If I am the "environment" or system which now flavors and changes this place, as the storyteller it is my imprint now on this cabin shaping and changing its landscape in ways unique and reflecting my ways of appreciating and saving certain pieces of my experience and choosing to retell them on a nightstand. If I had stayed longer maybe the landscape would have continued to be modified, maybe bleeding over onto a desk or fireplace hearth, but certainly when I left Friday my imprint on that place was washed clean, just as the rain will wipe away the grizzly footprints we found on the Butte and the newly swollen river will wash away the spotted sandpiper prints in the sandbank. Other stories will last generations, such as the story left by a family who built a ranch and willed it to be used to help others appreciate the landscape and history they loved in Montana. Some stories may outlast all human storytellers, such as the geology of mountains, glaciers and rivers and the marks they have left on the Rocky Mountain Front. But as Eric pointed out to us, a basic rule of nature is that of change, and without the storyteller of a place, eventually it will be lost to time.

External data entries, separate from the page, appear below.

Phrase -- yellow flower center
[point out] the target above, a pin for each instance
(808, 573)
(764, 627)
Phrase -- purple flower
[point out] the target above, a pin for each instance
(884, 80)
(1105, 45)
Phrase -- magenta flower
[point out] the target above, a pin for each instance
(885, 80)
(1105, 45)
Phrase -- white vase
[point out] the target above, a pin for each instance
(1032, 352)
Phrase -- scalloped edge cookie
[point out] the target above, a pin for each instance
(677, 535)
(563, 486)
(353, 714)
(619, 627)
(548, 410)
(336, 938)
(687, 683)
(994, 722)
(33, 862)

And change leads to diversity, whether via DNA created or environmental, so no storyteller will see things the same exact way, necessarily will tell a different story of a place than another. Therefore each of us has a valuable story to tell in describing a bird, in photographing a weasel, in sketching a lake, in tasting a wildflower. Because your story is different from mine, the collection is richer, more complete, than any one story alone can be. When I look out the window of my cabin at night, I only see this slice of the world - these constellations, these rain drops, these rustling trees. I want to know what others see out their windows of the world as well. And it seems to me this is one remarkable attribute of blogging about our worlds. Recording our "natural histories" and sharing our unique lenses into the life that surrounds us.